賃金奴隷な日々 日雇派遣日記(299)外出時、会社名は出さないこと

加藤匡通
二月××日(金)
  マンション改修工事に来ている。ぼつんぼつんと切れ切れで呼ばれていて今日で三日目、続いた方が道具も置いていけるしラクなのは言うまでもないが二日続けて来たことはない。駅の反対側には古本屋があるがそこまで足を延ばす余裕もない。
  作業はバルコニーや共用廊下の手摺養生。足場の上の作業でもゴミは落ちるし時には手摺を踏み台にもする。まああまり大っぴらにやっていいことではないが、基本的には監督も黙認だ。なので汚れるし傷もつく。それを防ぐために厚手で幅広のSPVテープと言うものを手摺に貼るのだ。ビニールが金属に貼り付くのと同じように手摺にくっつくんだが、このマンションの手摺はそうした材質ではなくてどうもつきが悪いので補強のためにパイオランを使っている。パイオランは粘着力がそんなに強くないので、数ヶ月貼りっばなしでも剥がした時に糊の後があまり目立たないのだ。風が強いと苦労するが、風さえなけれは面倒な作業ではない。ただし運動量は多くないのでこの季節は普段より余計に着込まないと辛い。初日が風が強くて寒いしやりづらいしと懲りたので、二日目からはヤッケのズボンをはいている。SPVを使うとこの手摺は半分以上覆える。手摺はかなり太い丸いもので僕の手では一周できない。直径十センチを越えているだろうか。テープが剥がれないように力を込めて手摺をしごいていたら左手の親指の付け根あたりが痛くなって来た。これは三日ともそうなった。左手ラクしてんだなあ。
  この現場では元請けの名前の入ったメッシュのチョッキを作業員全員が着ている。そうしないと不審者扱いされかねない、世知辛い世の中である。こういう現場だと住人の目を気にしながらの作業で、住人にあいさつしたり、作業指示や注意を大声で出来なかったりと色々気を遣う。そういうもんだと思っていたら、初日の新規で監督が言った。「昼休みはチョッキを脱いで出歩いてください。」。以前元請けに「作業員がビールを飲んでる。」と通報があったのだそうだ。通報自体は以前からあったが方法が変わり、最近は携帯か何かで撮影した動画が送られてくるようになった。「時代は変わったよね。

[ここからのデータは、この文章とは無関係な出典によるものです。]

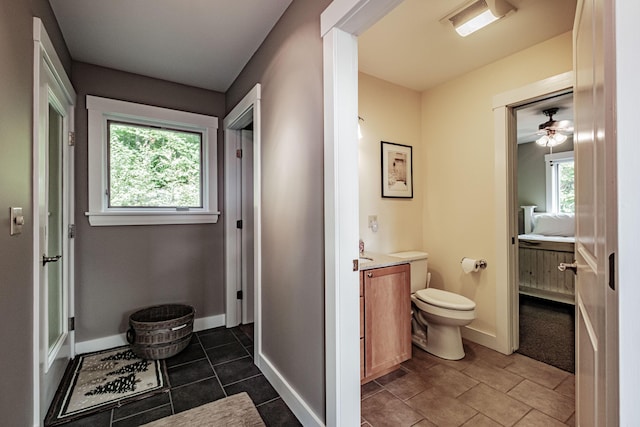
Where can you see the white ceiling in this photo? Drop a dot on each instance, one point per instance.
(202, 43)
(412, 48)
(206, 43)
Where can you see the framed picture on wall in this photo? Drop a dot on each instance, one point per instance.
(397, 170)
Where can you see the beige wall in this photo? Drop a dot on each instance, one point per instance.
(458, 159)
(451, 130)
(391, 113)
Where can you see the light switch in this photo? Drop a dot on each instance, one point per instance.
(373, 223)
(17, 220)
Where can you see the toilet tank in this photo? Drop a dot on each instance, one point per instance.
(418, 261)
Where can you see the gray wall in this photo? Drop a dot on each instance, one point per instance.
(16, 258)
(289, 67)
(122, 269)
(531, 173)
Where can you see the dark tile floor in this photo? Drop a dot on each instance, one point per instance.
(217, 364)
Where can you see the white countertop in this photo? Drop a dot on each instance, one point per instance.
(370, 260)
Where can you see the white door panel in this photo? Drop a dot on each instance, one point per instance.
(247, 226)
(54, 98)
(595, 223)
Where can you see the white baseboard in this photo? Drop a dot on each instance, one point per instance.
(118, 340)
(293, 400)
(481, 337)
(209, 322)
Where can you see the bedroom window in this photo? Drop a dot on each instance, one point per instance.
(150, 165)
(560, 182)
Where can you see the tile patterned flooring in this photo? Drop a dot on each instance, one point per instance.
(486, 388)
(217, 363)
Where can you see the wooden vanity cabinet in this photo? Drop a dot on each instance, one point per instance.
(385, 315)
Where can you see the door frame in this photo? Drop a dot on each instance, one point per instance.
(504, 105)
(44, 55)
(245, 112)
(341, 22)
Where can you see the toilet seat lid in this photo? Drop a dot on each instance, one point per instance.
(445, 299)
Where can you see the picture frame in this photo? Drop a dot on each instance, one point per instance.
(397, 170)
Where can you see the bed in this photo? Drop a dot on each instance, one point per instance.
(549, 242)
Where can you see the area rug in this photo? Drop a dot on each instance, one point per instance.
(233, 411)
(102, 380)
(547, 332)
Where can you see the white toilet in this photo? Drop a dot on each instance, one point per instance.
(437, 314)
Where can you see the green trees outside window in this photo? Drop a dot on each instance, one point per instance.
(153, 167)
(566, 192)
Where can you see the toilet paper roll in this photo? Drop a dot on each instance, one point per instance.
(469, 265)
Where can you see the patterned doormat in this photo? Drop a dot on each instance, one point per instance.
(102, 380)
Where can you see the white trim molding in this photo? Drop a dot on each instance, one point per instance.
(245, 112)
(118, 340)
(506, 340)
(340, 23)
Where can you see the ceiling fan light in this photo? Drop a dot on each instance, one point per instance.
(543, 141)
(559, 137)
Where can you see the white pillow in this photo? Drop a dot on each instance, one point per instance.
(550, 224)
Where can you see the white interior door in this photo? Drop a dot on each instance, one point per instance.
(53, 216)
(595, 218)
(247, 226)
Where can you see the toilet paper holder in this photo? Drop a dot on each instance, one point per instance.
(481, 263)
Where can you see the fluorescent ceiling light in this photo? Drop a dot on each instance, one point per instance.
(477, 14)
(473, 25)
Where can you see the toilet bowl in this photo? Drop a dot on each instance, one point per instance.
(437, 314)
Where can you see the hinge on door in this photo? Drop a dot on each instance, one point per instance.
(612, 271)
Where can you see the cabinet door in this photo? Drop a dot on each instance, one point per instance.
(387, 317)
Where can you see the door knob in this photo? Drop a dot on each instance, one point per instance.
(565, 266)
(46, 259)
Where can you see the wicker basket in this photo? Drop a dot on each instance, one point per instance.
(160, 331)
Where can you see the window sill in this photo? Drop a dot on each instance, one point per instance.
(146, 218)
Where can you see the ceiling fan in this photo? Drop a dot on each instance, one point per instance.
(553, 132)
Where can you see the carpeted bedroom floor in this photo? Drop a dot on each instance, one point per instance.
(547, 332)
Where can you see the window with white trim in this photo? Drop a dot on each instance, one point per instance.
(150, 165)
(560, 179)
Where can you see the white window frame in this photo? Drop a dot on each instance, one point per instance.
(100, 111)
(551, 177)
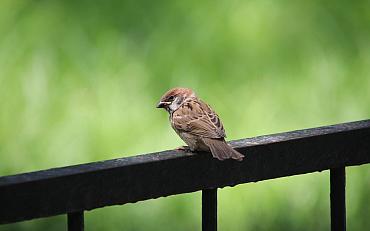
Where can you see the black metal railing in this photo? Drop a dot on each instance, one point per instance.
(74, 189)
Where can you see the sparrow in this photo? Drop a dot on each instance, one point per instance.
(197, 124)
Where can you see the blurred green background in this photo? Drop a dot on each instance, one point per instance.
(79, 81)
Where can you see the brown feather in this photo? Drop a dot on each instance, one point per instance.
(221, 150)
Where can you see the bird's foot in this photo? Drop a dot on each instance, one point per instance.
(183, 148)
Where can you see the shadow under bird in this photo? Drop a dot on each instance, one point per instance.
(197, 124)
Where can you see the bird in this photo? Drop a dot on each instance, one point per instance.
(197, 124)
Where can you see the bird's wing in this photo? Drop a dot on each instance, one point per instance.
(198, 118)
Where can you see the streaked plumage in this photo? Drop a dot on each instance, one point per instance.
(197, 124)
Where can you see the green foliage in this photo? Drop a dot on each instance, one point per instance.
(79, 81)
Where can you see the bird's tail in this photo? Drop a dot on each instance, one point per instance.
(221, 150)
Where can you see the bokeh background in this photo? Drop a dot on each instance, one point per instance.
(79, 81)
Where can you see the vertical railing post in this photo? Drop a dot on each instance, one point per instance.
(209, 210)
(76, 221)
(338, 199)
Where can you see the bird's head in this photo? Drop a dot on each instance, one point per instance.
(173, 98)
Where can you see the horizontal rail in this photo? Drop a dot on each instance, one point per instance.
(89, 186)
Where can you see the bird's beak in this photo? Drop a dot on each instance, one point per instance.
(163, 104)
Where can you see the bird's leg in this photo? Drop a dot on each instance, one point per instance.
(183, 148)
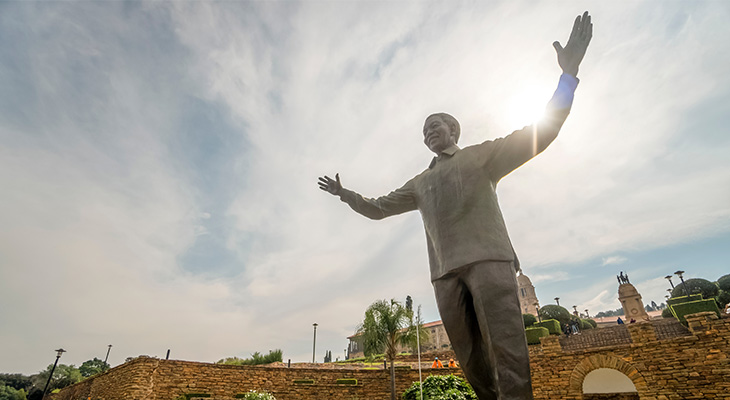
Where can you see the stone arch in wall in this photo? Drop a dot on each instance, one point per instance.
(588, 364)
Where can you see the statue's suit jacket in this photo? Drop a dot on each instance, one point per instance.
(457, 195)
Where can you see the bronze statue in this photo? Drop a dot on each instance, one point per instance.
(473, 264)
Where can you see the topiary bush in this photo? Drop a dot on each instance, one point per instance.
(534, 333)
(528, 319)
(254, 395)
(724, 282)
(701, 286)
(552, 311)
(585, 324)
(723, 298)
(682, 309)
(444, 387)
(552, 325)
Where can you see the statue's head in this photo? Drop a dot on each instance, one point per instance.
(440, 131)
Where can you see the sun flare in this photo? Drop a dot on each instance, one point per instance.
(527, 106)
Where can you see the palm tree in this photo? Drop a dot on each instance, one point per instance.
(388, 324)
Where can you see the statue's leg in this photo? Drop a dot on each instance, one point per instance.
(494, 288)
(456, 307)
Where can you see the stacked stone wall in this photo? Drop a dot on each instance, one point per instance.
(154, 379)
(664, 363)
(694, 366)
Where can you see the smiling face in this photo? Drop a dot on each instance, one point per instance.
(437, 134)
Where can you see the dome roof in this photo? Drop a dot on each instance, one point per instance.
(523, 280)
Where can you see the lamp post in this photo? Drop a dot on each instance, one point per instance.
(107, 353)
(314, 341)
(59, 352)
(681, 278)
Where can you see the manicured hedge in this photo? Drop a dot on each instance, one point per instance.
(684, 299)
(692, 307)
(552, 325)
(535, 333)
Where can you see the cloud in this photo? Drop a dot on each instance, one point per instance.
(159, 161)
(614, 260)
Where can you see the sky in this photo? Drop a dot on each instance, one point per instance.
(159, 160)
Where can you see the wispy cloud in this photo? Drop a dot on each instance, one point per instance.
(613, 260)
(159, 161)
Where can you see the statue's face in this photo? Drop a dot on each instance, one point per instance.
(437, 134)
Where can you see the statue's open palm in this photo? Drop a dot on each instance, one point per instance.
(570, 56)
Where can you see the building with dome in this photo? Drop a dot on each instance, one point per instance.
(526, 294)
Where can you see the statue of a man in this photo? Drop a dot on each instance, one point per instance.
(473, 264)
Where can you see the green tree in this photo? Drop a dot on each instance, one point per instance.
(16, 381)
(64, 375)
(724, 282)
(445, 387)
(528, 319)
(11, 393)
(723, 297)
(93, 367)
(707, 289)
(256, 358)
(552, 311)
(388, 324)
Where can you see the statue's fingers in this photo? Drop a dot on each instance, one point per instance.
(558, 47)
(576, 25)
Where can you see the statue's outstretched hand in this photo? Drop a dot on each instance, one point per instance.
(570, 56)
(333, 186)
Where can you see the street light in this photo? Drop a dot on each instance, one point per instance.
(107, 354)
(681, 278)
(314, 341)
(59, 352)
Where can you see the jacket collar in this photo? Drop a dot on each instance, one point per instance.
(449, 151)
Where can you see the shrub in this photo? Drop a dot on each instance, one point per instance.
(723, 298)
(553, 326)
(724, 282)
(444, 387)
(552, 311)
(529, 319)
(256, 359)
(704, 287)
(682, 309)
(534, 333)
(254, 395)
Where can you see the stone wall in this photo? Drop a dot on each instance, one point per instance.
(695, 365)
(148, 378)
(664, 362)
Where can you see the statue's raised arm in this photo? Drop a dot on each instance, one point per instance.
(570, 56)
(329, 185)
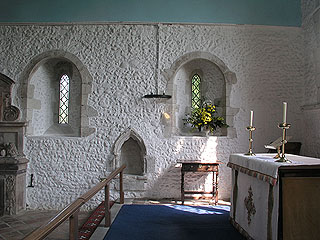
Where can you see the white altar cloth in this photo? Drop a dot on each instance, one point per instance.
(255, 197)
(265, 163)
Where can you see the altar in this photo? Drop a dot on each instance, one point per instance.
(271, 200)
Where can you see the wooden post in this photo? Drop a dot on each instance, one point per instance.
(121, 188)
(107, 206)
(73, 226)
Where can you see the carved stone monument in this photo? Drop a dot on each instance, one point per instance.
(13, 164)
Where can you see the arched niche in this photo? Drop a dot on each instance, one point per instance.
(217, 85)
(39, 94)
(129, 149)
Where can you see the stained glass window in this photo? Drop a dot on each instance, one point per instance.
(195, 91)
(64, 99)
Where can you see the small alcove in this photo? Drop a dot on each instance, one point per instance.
(129, 149)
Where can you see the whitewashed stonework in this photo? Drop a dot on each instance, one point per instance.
(122, 65)
(311, 77)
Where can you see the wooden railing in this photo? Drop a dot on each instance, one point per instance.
(72, 211)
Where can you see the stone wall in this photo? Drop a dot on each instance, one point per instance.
(122, 61)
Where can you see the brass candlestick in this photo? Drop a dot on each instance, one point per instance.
(250, 129)
(284, 126)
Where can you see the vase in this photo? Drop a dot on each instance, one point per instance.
(206, 131)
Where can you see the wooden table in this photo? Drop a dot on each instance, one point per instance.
(205, 167)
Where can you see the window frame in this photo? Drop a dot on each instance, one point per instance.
(64, 120)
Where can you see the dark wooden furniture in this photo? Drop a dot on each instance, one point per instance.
(205, 167)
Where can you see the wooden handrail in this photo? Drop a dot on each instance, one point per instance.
(71, 211)
(88, 195)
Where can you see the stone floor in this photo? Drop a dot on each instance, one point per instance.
(16, 227)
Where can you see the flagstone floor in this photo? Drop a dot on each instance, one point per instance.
(18, 226)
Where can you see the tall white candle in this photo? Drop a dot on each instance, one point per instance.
(284, 112)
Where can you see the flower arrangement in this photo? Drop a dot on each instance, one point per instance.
(204, 118)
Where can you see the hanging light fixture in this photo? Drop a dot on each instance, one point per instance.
(156, 95)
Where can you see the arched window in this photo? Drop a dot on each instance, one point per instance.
(64, 99)
(195, 91)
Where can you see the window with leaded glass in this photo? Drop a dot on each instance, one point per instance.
(195, 91)
(64, 99)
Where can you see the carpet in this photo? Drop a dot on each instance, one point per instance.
(92, 222)
(172, 222)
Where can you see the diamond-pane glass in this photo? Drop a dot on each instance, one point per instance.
(64, 100)
(195, 91)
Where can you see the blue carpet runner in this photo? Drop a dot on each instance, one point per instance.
(172, 222)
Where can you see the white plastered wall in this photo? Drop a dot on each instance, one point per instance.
(122, 61)
(311, 77)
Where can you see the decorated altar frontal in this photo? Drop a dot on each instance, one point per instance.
(272, 200)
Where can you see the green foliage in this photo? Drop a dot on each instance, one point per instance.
(204, 118)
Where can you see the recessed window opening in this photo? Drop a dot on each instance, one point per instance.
(64, 99)
(195, 91)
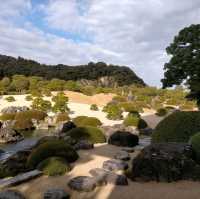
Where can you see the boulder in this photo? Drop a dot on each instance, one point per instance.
(82, 183)
(123, 138)
(83, 145)
(103, 176)
(165, 162)
(115, 165)
(122, 155)
(56, 194)
(11, 194)
(9, 135)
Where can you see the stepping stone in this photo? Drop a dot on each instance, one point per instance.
(115, 165)
(102, 175)
(56, 194)
(11, 194)
(122, 155)
(128, 150)
(82, 183)
(20, 178)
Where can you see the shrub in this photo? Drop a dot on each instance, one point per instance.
(29, 98)
(54, 166)
(177, 127)
(94, 107)
(61, 117)
(49, 149)
(7, 116)
(10, 99)
(30, 114)
(195, 142)
(87, 121)
(25, 124)
(89, 133)
(161, 112)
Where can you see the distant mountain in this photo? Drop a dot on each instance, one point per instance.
(119, 75)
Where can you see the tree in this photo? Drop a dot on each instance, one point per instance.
(184, 65)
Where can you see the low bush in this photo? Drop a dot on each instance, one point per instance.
(61, 117)
(177, 127)
(87, 121)
(7, 116)
(49, 149)
(28, 98)
(195, 142)
(10, 99)
(94, 107)
(89, 133)
(161, 112)
(54, 166)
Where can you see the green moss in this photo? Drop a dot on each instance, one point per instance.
(89, 133)
(54, 166)
(177, 127)
(49, 149)
(87, 121)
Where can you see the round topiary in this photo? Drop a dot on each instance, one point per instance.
(195, 143)
(177, 127)
(49, 149)
(61, 117)
(123, 138)
(54, 166)
(161, 112)
(87, 121)
(92, 134)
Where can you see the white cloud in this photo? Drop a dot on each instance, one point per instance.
(127, 32)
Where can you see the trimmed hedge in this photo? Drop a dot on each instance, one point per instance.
(87, 121)
(49, 149)
(89, 133)
(61, 117)
(54, 166)
(177, 127)
(195, 142)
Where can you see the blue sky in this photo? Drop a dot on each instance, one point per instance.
(134, 33)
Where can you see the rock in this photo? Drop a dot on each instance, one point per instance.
(103, 176)
(146, 131)
(9, 135)
(56, 194)
(14, 109)
(20, 179)
(128, 150)
(82, 183)
(115, 165)
(11, 194)
(165, 162)
(123, 138)
(122, 155)
(83, 145)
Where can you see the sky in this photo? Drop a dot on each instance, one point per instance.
(132, 33)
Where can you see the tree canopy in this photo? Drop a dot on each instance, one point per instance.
(184, 65)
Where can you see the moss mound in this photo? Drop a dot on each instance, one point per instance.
(89, 133)
(54, 166)
(87, 121)
(177, 127)
(49, 149)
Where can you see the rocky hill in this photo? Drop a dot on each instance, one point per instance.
(103, 74)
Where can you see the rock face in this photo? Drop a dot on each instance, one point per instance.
(103, 176)
(56, 194)
(14, 109)
(123, 138)
(115, 165)
(82, 183)
(165, 162)
(11, 194)
(9, 135)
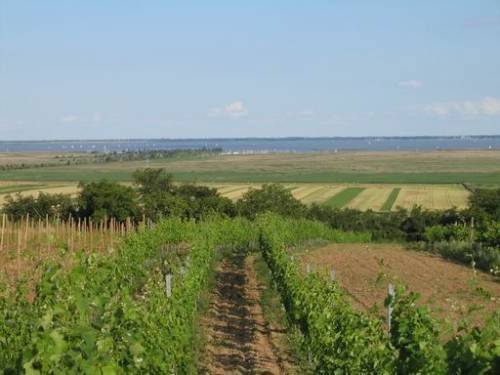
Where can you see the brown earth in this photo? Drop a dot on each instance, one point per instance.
(238, 339)
(448, 288)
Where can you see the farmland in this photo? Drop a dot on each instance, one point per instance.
(376, 197)
(382, 180)
(116, 309)
(365, 270)
(435, 167)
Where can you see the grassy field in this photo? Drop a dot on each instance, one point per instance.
(343, 197)
(436, 167)
(391, 199)
(361, 180)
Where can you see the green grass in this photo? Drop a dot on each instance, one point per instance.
(391, 199)
(343, 197)
(19, 188)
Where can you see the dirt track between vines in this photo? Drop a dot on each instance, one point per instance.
(239, 341)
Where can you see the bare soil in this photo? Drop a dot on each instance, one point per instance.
(448, 288)
(238, 339)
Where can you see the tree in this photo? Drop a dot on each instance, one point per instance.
(153, 180)
(485, 201)
(202, 201)
(45, 205)
(270, 198)
(103, 199)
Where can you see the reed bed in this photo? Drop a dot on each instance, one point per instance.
(27, 244)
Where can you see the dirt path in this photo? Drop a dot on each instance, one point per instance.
(238, 339)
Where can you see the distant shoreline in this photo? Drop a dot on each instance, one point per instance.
(109, 140)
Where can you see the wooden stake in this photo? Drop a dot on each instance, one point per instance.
(3, 230)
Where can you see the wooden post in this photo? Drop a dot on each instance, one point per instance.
(19, 242)
(392, 294)
(26, 231)
(3, 230)
(90, 233)
(168, 285)
(47, 233)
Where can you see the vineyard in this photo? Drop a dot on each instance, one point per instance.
(137, 307)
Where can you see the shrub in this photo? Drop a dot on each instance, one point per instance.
(105, 200)
(270, 198)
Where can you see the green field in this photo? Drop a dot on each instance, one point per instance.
(450, 167)
(342, 198)
(434, 180)
(391, 199)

」と僕と同年代だろう監督はぼやいていた。飲んでへべれけになったとか暴れているのならともかく、ただビールを飲んでいるだけで元請けに通報すること自体が僕には理解出来ないが、電話で漠然とそちらで働いている人がと言われるのならまだしも動画を送られたら個人まで簡単に特定出来てしまい、逃げようがない。お互い監視し合う息苦しい世の中になった。そういうの、回り回って自分の首を絞めていくと思うんだけどな。建築現場で職人が昼休みにビールを一杯、はかつてそんなに珍しいことではなかったけど、今や犯罪扱いだ(考えてみればサラリーマンだって昼に飲んでる人はいて、そんなに特別じゃなかったと思う。)。監督もかつての気分を共有しているからこそ、ぼやいてるけど昼休みに酒を飲むなとは言わないのだろう(当たり前のことなのでわざわざ言わなかった、が正解です。こんなこと、それこそわざわざ書かなくていいんだけど、何かの間違いで監督がこのブログを読んだら後で現場で大変なので付け加えておきます。びくびく。もちろん自分のかつての現場での飲酒は棚上げです!)。
  現場近くのコンビニに求人の貼り紙があった。夜勤が時給千二百円。それだけでは弱いと思ったのだろう、駄目押しのように「一日一万円」と書いてあった。地元のコンビニなら考えるんだがな。しかし茨城はコンビニ夜勤で時給千円だ。